At the very least, we have strong theoretical reasoning models (like Bayesian reasoners, or Bayesian EU maximizers), which definitely do not go looking for values to pursue, or adopt new values.
This does not imply one cannot build an agent that works according to a different framework. VNM Utility maximization requires a complete ordering of preferences, and does not say anything about where the ordering comes from in the first place. (But maybe your point was just that our current models do not “look for values”)
Why would something which doesn’t already have values be looking for values? Why would conscious experiences and memory “seem valuable” to a system which does not have values already? Seems like having a “source of value” already is a prerequisite to something seeming valuable—otherwise, what would make it seem valuable?
An agent could have a pre-built routine or subagent that has a certain degree of control over what other subagents do—in a sense, it determines what are the “values” of the rest of the system. If this routine looks unbiased / rational / valueless, we have a system that considers some things as valuable (acts to pursue them) without having a pre-value, or at least the pre-value doesn’t look like something that we would consider a value.
We do have real-world examples of things which do not themselves have anything humans would typically consider values, but do determine the values of the rest of some system. Evolution determining human values is a good example: evolution does not itself care about anything, yet it produced human values. Of course, if we just evolve some system, we don’t expect it to robustly end up with Good values—e.g. the Babyeaters (from Three Worlds Collide) are a plausible outcome as well. Just because we have a value-less system which produces values, does not mean that the values produced are Good.
This example generalizes: we have some subsystem which does not itself contain anything we’d consider values. It determines the values of the rest of the system. But then, what reason do we have to expect that the values produced will be Good? The most common reason to believe such a thing is to predict that the subsystem will produce values similar to our own moral intuitions. But if that’s the case, then we’re using our own moral intuitions as the source-of-truth to begin with, which is exactly the opposite of moral realism.

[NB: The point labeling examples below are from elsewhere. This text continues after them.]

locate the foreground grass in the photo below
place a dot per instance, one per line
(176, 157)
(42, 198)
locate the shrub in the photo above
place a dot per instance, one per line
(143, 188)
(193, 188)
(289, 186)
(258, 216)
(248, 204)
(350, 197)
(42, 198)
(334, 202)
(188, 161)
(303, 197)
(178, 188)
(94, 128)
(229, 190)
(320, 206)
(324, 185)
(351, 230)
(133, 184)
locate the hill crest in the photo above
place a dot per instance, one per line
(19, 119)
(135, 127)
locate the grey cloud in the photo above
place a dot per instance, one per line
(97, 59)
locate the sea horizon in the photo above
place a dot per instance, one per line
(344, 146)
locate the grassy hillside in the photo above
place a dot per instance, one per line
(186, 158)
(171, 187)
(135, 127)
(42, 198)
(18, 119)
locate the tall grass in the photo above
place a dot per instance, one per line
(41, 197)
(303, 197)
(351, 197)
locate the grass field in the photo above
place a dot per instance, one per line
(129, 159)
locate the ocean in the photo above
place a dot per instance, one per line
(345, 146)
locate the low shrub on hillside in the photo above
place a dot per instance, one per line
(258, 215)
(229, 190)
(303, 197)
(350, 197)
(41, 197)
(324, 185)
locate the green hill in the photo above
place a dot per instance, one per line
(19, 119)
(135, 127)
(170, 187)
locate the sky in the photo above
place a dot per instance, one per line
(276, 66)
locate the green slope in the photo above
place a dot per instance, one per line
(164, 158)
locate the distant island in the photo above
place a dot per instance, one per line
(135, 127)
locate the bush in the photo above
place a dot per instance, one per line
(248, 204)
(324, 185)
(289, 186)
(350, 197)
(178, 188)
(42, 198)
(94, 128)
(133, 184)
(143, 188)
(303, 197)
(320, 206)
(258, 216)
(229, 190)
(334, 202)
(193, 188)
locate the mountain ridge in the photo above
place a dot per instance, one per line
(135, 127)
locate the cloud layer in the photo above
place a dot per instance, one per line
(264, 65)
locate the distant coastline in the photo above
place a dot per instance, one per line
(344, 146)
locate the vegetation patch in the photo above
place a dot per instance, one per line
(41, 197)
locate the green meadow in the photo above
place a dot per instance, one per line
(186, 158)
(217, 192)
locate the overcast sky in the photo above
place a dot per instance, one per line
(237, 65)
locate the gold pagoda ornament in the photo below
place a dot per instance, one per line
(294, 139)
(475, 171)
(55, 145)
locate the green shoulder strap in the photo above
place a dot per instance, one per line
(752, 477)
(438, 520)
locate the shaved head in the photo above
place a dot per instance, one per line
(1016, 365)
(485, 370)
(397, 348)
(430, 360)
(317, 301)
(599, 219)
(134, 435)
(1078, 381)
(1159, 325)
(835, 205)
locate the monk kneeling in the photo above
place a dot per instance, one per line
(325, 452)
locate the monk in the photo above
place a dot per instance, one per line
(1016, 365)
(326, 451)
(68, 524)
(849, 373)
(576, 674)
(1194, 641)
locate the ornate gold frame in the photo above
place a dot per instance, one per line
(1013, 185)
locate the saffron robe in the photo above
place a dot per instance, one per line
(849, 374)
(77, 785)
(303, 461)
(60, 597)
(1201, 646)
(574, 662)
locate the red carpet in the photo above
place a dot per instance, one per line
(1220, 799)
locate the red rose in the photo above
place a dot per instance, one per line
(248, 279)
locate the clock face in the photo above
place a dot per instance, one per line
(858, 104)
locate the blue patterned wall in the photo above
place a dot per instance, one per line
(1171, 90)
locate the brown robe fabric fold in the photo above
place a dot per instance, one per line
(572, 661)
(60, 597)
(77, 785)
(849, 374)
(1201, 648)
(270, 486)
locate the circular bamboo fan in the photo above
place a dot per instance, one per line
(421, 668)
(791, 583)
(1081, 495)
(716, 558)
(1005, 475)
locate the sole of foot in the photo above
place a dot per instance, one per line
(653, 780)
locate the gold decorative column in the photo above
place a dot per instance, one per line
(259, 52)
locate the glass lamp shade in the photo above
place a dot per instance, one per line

To reiterate: the core issue with this setup is why we expect the value-less subsystem to produce something Good. How could we possibly know that, without using some other source-of-truth about Goodness to figure it out?
“How the physical world works” seems, to me, a plausible source-of-truth. In other words: I consider some features of the environment (e.g. consciousness) as a reason to believe that some AI systems might end up caring about a common set of things, after they’ve spent some time gathering knowledge about the world and reasoning. Our (human) moral intuitions might also be different from this set.
This does not imply one cannot build an agent that works according to a different framework. VNM Utility maximization requires a complete ordering of preferences, and does not say anything about where the ordering comes from in the first place.
(But maybe your point was just that our current models do not “look for values”)
An agent could have a pre-built routine or subagent that has a certain degree of control over what other subagents do—in a sense, it determines what are the “values” of the rest of the system. If this routine looks unbiased / rational / valueless, we have a system that considers some things as valuable (acts to pursue them) without having a pre-value, or at least the pre-value doesn’t look like something that we would consider a value.
We do have real-world examples of things which do not themselves have anything humans would typically consider values, but do determine the values of the rest of some system. Evolution determining human values is a good example: evolution does not itself care about anything, yet it produced human values. Of course, if we just evolve some system, we don’t expect it to robustly end up with Good values—e.g. the Babyeaters (from Three Worlds Collide) are a plausible outcome as well. Just because we have a value-less system which produces values, does not mean that the values produced are Good.
This example generalizes: we have some subsystem which does not itself contain anything we’d consider values. It determines the values of the rest of the system. But then, what reason do we have to expect that the values produced will be Good? The most common reason to believe such a thing is to predict that the subsystem will produce values similar to our own moral intuitions. But if that’s the case, then we’re using our own moral intuitions as the source-of-truth to begin with, which is exactly the opposite of moral realism.
To reiterate: the core issue with this setup is why we expect the value-less subsystem to produce something Good. How could we possibly know that, without using some other source-of-truth about Goodness to figure it out?
“How the physical world works” seems, to me, a plausible source-of-truth. In other words: I consider some features of the environment (e.g. consciousness) as a reason to believe that some AI systems might end up caring about a common set of things, after they’ve spent some time gathering knowledge about the world and reasoning. Our (human) moral intuitions might also be different from this set.